A la 2nde écho j’apprends que je vais avoir une petite fille et qu’elle est en pleine forme ! Oh joie !
Je finis donc mon temps de grossesse sur le motu à faire des chapelets c’est-à-dire des bouts qui serviront à suspendre les huîtres perlières. Sur chaque bout de 4 m je dois faire 10 nœuds. Pour qu’ils soient réguliers mon chéri avait planté 10 clous sur une planche et je faisais un nœud sur chaque clou.

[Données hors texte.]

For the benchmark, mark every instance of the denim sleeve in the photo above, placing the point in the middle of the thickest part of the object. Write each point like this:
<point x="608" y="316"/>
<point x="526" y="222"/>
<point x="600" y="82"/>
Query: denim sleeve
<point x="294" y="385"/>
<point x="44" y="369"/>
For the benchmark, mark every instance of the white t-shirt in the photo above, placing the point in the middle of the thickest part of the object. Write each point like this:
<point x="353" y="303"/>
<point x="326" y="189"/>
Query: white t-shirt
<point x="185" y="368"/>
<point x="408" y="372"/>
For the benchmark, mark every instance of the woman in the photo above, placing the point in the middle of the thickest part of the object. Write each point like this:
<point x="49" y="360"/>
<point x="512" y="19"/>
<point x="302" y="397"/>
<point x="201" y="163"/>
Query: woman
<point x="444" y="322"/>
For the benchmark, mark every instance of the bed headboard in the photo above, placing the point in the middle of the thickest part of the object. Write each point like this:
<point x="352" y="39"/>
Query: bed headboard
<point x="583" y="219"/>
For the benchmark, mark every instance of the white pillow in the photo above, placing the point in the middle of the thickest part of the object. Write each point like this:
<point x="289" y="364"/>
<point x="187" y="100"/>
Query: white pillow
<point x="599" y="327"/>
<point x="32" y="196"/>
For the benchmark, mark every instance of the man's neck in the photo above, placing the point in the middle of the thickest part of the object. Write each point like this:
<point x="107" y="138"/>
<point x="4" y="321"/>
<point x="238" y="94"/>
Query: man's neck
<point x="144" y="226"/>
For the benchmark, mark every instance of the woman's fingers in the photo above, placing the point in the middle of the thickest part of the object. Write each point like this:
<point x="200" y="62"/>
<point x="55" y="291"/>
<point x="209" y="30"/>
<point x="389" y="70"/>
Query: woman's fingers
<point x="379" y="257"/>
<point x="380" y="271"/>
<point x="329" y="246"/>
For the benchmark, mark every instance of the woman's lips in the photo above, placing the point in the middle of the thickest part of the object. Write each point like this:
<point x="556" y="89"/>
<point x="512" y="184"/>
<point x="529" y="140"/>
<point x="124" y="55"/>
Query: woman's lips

Je prenais soin de moi en étant dans l'eau quasiment toute la journée ou dans le hamac. Je n’allais plus sur le bateau remonter les huîtres par centaines de kilos chaque jour pour le nettoyage ou autre préparation à la greffe.
A 7 mois je dois rentrer à Tahiti car la compagnie aérienne, Air Tahiti, comme toutes les autres compagnies ne veut plus transporter de femme enceinte après le 7ème mois. Je vais attendre l’heureux évènement loin du motu mais chez des amies. Il sera programmé afin que le papa soit bien là le jour J. Le taote me dit que c’est ce qui se fait beaucoup chez les femmes de marins … OK encore une fois je ne discute pas. Je suis tellement heureuse de vivre cette grossesse entre le lagon de l’atoll, le motu avec nos 2 chiennes qui sentent bien le changement et mon chéri qui semble vraiment très ému de voir mon ventre s’arrondir. Kahaia naitra en septembre 2001 et nous repartirons toutes les 2 vers l’atoll de Ahe un mois plus tard. Les médecins, gynéco et pédiatre, doivent être sûrs que la maman et le bébé vont bien avant de les laisser repartir si loin dans le mois qui suit la naissance.